Cost of video deposition
First, Gasco objects to the cost of a video deposition of N. Ripepi because Consol also obtained a written transcript of the deposition, Ripepi did not testify, the video of his deposition was not introduced, and Ripepi could have testified in person. Consol argues that Gasco waived these srguments by paying the cost without objection following the first trial. Consol also asserts that the video was necessary because Ripepi might have been called as a witness at trial and “counsel needed to study how he presented in his deposition for purposes of preparing for direct and cross examination.”
To recover the costs of both a video and a transcript of a deposition, the prevailing party must show that both were necessarily obtained. Consol has not met this burden, and Gasco did not waive this argument in light of remand of the first trial. Therefore, the court will exclude the $225 charge for the DVD of Ripepi’s deposition.
Gasco further objects to the cost of expedited delivery of the subpoena of M. Jones, contending that this extra expense was incurred for the convenience of the lawyers rather than out of necessity. Consol responds that expedited delivery was necessary because Jones was deposed just three days before the deadline for motions to exclude expert testimony and for summary judgment.
The court finds that Consol has shown that the cost of expedited delivery was reasonably necessary at the time it was incurred.
Gasco next objects to a charge of $375 for delivery of electronic deposition transcripts in addition to hard copies. Consol asserts that it is common for attorneys to receive electronic copies of transcripts, since presentation of deposition testimony at trial is much easier with electronic transcripts.
This court has previously held that a defendant was not entitled to costs related to the production of electronic transcripts because they were obtained for the convenience of counsel rather than out of necessity. Consol has not demonstrated that it was reasonably necessary to obtain both hard and electronic copies of the transcripts. Thus, the coulrt will exclude the $375 for transcripts delivered in Microsoft Word.
Gasco also objects to taxation of a third-party discovery vendor’s charge for imaging, exporting, numbering, naming, saving, and delivering documents for production in discovery.
Country Vintner of N. C. LLC v.

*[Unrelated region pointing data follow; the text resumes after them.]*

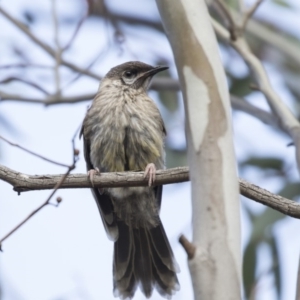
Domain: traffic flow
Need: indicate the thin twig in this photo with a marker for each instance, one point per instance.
(33, 153)
(25, 65)
(249, 13)
(56, 187)
(231, 25)
(78, 26)
(25, 81)
(58, 49)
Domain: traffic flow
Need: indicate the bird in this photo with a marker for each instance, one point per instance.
(123, 131)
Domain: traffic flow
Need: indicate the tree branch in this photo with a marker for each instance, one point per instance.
(286, 119)
(23, 182)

E. & J. Gallo Winery Inc., 718 F.3d 249 (4th Cir. 2013) held that 28 U.S.C. § 1920(4)’s reference to “making copies” covers only “converting electronic files to non-editable formats, and burning the files onto discs.”
Here, the first line item on the vendor’s invoice — “Image documents for from [sic] production for D. Gibson; export with production numbers and convert to PDF format; name documents and burn to CD for printing; coordinate FedEx delivery to D. Gibson” — can be said to fall within that definition of “making copies.”

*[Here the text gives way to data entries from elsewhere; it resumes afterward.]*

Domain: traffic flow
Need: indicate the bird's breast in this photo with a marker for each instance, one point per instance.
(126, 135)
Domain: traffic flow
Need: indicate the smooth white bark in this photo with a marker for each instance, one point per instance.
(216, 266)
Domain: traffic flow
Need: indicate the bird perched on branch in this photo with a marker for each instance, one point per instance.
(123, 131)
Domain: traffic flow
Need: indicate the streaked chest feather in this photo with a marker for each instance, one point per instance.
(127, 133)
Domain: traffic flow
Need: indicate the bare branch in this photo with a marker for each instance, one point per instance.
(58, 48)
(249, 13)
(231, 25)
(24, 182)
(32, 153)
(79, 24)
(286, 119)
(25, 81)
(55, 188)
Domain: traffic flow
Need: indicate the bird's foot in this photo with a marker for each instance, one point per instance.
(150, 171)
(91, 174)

Gasco objects to a charge for binders and dividers used for trial exhibit notebooks. Because other courts have taxed the cost of exhibit notebooks, this court will overrule Gasco’s objection to these charges.

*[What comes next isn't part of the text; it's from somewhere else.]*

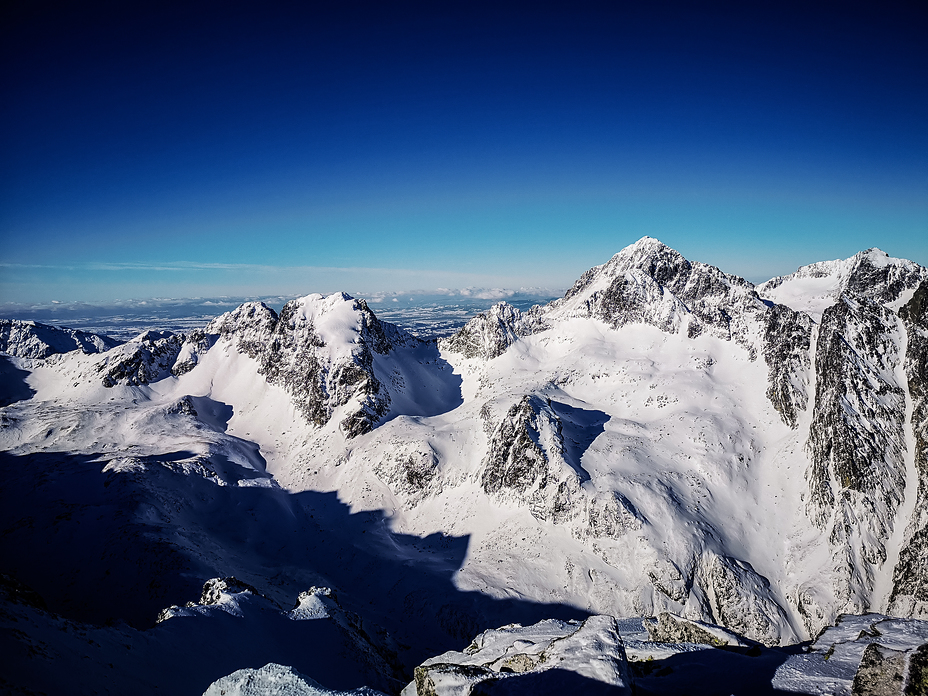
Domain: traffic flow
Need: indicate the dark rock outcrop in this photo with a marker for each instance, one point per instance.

Unnecessary witness subpoena
Finally, Gasco objects to a fee for service of a subpoena on C. Bolling, Gasco’s attorney until shortly before the first trial. Gasco asserts that Bolling’s presence at trial was unnecessary because his testimony would have been barred by the attorney-client privilege and Consol never attempted to call Bolling as a witness. Gasco also notes that $85 of the service fee was for same-day rush service and rural service. Consol replies only that it subpoenaed Bolling out of an abundance of caution.
The court agrees with Gasco that Bolling’s presence at the trial was unnecessary and will sustain the objection as to the $180 service charge.
Consol shall be allowed costs in the amount of $25,476.
Bill of costs granted in part and denied in part.
Knox Energy LLC v. Gasco Drilling Inc., Case No. 1:12cv46, July 30, 2018. WDVA at Abingdon (Jones). VLW No. 018-3-313, 7 pp.